The Birth of History
It is likely that the first formal Arabic introduction of the Enlightenment’s concept of the philosophy of History happened at the hand of American Orientalist Harvey Porter. Porter (1844-1923) arrived in Beirut in 1870 and immediately joined the faculty of the newly founded Syrian Protestant College, currently known as the American University of Beirut, as a professor of History and Philosophy. In 1881, he published the first clear Arabic work explaining the philosophy of history in the form of a long essay. In the essay titled Philosophy of History, he explained to his readers with great clarity the difference between the pre-Enlightenment tradition of historiography and the modern philosophy of History.

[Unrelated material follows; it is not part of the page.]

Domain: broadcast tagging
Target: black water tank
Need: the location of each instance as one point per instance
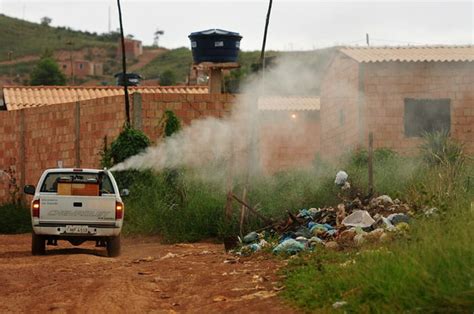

He opened his essay by saying, “The true science of history, that which is called Philosophy of History, is a recent discipline compared to history in general…. To define this new science precisely is a very difficult task, but we can say that it is the summary and essence of history discovered through speculating its purpose. Most [writers] believe that history is the narration of events truthfully and objectively… their science of history is the news of the rise of kingdoms and the fall of dynasties… this kind of historiography is flawed…what is the use of learning the history of the rise and fall of the Romans and the details of their lives? The purpose of the philosophy of History is much more. Its sphere includes the totality of events with their subjects and objects to uncover the essence of things.”